Trump Administration Moves To Freeze Wages For Farmworkers Before Leaving Office – By Dave Jamieson (Huffpost) / Nov 9 2020
The Biden White House could reverse Trump’s new regulation for H-2A visas after taking over, but it’s likely to be a time-consuming process.
The Trump administration is moving ahead with a federal rule that would freeze pay for many agricultural guest workers for the next two years, even as they remain essential personnel during a pandemic.
The new regulation would change the methodology used to determine the prevailing wage rates for workers with H-2A visas. Until now, minimum pay rates for most of these workers were set by a survey the U.S. Department of Agriculture conducts twice a year, asking farms for data on their workers’ hours and earnings. The Trump administration has tried to suspend that survey and intends to base future pay increases on data from the Labor Department starting in 2023.

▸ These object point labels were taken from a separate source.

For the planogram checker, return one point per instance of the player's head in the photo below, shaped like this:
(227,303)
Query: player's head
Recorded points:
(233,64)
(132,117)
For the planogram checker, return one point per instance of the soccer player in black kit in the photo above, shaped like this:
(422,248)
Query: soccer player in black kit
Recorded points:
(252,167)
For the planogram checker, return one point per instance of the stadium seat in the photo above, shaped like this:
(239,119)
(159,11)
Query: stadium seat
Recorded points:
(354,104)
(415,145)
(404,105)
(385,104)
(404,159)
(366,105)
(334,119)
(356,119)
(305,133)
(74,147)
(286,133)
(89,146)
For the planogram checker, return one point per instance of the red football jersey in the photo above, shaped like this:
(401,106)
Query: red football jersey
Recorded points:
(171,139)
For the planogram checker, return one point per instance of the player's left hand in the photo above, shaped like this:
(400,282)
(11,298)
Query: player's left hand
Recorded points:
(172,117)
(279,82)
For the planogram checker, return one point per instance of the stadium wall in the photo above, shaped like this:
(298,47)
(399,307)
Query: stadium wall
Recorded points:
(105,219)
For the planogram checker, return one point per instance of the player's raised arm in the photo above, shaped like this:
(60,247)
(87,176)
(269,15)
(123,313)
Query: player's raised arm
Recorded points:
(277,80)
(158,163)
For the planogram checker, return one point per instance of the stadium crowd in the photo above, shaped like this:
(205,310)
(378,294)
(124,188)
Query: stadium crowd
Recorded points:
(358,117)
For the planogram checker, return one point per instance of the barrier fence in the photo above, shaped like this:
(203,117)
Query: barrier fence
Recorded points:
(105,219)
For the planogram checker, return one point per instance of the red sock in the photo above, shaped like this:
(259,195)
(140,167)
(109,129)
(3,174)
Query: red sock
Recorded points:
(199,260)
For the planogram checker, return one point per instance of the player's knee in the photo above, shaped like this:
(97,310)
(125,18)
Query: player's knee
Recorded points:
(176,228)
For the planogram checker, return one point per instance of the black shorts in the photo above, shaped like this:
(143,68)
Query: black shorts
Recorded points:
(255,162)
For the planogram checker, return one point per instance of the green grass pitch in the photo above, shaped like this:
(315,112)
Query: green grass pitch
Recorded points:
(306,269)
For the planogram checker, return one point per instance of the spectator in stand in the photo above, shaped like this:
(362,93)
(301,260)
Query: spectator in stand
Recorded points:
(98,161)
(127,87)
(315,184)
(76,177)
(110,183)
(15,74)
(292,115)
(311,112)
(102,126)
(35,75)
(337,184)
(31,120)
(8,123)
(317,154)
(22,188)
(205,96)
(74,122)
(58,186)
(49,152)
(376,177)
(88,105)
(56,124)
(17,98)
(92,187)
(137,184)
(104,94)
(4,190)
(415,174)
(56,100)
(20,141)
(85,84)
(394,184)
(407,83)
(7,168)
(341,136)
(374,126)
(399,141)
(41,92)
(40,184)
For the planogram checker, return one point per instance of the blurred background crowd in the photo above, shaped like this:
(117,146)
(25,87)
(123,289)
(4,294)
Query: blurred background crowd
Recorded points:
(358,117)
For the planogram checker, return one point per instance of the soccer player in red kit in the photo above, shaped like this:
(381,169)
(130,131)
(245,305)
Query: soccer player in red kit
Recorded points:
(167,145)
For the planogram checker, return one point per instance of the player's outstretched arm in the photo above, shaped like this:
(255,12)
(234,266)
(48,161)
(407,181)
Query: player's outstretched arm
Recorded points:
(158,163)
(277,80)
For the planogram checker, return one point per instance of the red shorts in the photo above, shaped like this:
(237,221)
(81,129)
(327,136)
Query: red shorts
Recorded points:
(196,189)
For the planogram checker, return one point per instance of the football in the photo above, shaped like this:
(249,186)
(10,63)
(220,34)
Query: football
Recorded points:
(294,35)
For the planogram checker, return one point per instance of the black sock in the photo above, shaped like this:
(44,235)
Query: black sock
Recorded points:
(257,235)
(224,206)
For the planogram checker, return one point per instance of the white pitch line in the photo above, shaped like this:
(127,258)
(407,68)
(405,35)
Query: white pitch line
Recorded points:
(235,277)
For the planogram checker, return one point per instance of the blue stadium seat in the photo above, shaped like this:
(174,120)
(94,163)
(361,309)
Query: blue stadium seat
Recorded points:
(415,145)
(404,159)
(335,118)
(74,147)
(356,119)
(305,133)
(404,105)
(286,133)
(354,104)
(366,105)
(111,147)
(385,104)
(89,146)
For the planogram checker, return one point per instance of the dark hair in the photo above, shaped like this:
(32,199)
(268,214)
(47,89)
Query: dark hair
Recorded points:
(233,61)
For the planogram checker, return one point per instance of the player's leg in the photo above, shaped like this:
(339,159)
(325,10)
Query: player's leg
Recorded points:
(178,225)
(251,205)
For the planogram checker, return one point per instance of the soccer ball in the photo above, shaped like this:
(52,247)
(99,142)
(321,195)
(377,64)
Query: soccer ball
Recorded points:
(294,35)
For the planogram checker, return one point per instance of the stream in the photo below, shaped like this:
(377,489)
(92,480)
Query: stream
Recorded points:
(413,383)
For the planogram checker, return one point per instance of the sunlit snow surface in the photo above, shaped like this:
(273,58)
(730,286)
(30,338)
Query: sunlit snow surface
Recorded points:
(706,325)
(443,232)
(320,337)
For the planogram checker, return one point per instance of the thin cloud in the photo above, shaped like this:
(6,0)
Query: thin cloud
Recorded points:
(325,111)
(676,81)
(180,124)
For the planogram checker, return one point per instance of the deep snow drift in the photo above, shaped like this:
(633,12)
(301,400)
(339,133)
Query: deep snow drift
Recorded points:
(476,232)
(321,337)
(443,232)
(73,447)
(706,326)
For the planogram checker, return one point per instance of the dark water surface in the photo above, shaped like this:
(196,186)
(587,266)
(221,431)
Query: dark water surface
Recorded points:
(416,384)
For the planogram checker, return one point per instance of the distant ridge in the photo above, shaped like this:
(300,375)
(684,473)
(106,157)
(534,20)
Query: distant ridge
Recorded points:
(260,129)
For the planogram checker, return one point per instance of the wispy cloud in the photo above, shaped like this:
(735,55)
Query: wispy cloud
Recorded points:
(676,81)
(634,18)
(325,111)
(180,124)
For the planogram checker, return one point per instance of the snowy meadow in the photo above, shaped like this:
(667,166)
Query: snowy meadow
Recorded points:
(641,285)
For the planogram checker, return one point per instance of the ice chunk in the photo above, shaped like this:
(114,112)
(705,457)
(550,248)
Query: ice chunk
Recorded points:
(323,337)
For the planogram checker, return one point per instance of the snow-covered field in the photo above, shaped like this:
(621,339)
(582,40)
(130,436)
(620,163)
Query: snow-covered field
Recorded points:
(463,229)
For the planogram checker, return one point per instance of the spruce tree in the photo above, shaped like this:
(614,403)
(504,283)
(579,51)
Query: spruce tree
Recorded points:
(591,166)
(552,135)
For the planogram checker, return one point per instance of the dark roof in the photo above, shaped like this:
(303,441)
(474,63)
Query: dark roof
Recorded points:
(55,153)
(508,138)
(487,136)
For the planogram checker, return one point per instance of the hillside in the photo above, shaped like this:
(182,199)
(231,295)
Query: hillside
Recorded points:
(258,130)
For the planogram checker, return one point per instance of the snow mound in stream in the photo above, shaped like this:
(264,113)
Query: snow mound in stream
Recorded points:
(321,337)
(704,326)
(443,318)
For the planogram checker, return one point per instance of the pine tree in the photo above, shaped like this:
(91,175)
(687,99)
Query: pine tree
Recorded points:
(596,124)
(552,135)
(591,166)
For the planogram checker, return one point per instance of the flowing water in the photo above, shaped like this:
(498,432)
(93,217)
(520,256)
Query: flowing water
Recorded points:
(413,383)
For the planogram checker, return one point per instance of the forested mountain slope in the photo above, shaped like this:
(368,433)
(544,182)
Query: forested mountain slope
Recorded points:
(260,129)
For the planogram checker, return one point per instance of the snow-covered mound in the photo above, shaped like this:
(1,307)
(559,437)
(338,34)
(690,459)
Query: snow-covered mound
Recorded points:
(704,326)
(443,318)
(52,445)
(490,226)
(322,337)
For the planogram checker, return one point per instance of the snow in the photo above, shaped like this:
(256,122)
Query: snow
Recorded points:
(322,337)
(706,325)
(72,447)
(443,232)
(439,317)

In the intervening years, the prevailing wage rates, which vary from state to state, would remain at their 2019 levels, leaving workers’ pay stagnant. Once pay increases resumed, experts say they would likely be smaller for most fieldworkers than they would have been under the previous methodology.
Workers on H-2A visas come from Mexico and other countries to work temporarily on U.S. farms, typically picking and processing crops. Worker advocates say the wide use of guest workers means the farm labor market does not function like a free market, since these foreign workers are poorer and more willing than Americans to accept below-market pay.